More: Erica Ogwumike talks end of season, Rice career on The Roost Podcast
Martin’s mental pivot impacted his teammates. Shortly after he moved to the bench the team fell into a tough stretch, opening C-USA play 1-7.
“At this point, we really have nothing to lose. So I think that although all the pressures, the jitters, being nervous, we can kind of throw that all out the door,” Martin said following a heartbreaking home loss to UTEP. Rice would lose their next game to UTSA, but then things turned around.
Rice basketball knocked off C-USA’s eventual champion North Texas at home to begin a hot streak. They won six of their next eight games, clinching a spot in the conference tournament.

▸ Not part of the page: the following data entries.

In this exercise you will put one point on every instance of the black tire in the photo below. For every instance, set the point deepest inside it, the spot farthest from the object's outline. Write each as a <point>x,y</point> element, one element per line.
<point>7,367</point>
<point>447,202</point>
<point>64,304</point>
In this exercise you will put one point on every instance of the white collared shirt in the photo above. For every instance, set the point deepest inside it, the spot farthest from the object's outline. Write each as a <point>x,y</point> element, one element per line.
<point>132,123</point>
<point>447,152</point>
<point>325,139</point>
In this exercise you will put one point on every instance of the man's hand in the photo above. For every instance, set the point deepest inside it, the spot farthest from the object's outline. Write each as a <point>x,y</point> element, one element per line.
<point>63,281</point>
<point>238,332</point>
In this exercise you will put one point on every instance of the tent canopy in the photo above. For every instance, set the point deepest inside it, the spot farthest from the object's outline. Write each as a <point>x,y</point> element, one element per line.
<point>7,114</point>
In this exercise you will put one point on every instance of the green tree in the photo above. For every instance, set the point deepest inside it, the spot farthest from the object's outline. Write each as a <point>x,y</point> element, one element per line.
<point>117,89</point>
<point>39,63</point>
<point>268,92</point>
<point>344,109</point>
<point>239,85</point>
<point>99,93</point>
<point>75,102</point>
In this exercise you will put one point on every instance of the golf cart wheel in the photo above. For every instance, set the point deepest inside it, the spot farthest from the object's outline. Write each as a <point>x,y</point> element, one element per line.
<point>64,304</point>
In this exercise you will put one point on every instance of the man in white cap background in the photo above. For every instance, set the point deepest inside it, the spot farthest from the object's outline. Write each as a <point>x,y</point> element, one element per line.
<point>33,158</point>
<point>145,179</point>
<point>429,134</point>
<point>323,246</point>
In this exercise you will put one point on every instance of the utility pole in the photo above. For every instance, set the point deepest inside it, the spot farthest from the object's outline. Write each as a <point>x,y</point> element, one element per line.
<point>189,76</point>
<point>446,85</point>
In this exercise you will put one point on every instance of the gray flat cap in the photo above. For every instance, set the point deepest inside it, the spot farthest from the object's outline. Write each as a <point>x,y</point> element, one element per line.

The credit doesn’t belong to Martin alone, but his decision impacted the team in a big way.
Pera admitted he didn’t know how Martin was going to fit into the rotation at the beginning of the season. “I wasn’t a hundred percent sure which way it was gonna go. Were we going to start him? Weren’t we going to start him,” he recalled.
Ultimately Martin made the decision on his own. Pera supported him. It didn’t come to pass like either had drawn it up, but some plans require a bit of tinkering. Martin owes his strong finish to his senior season to a course correction that impacted everyone for the better.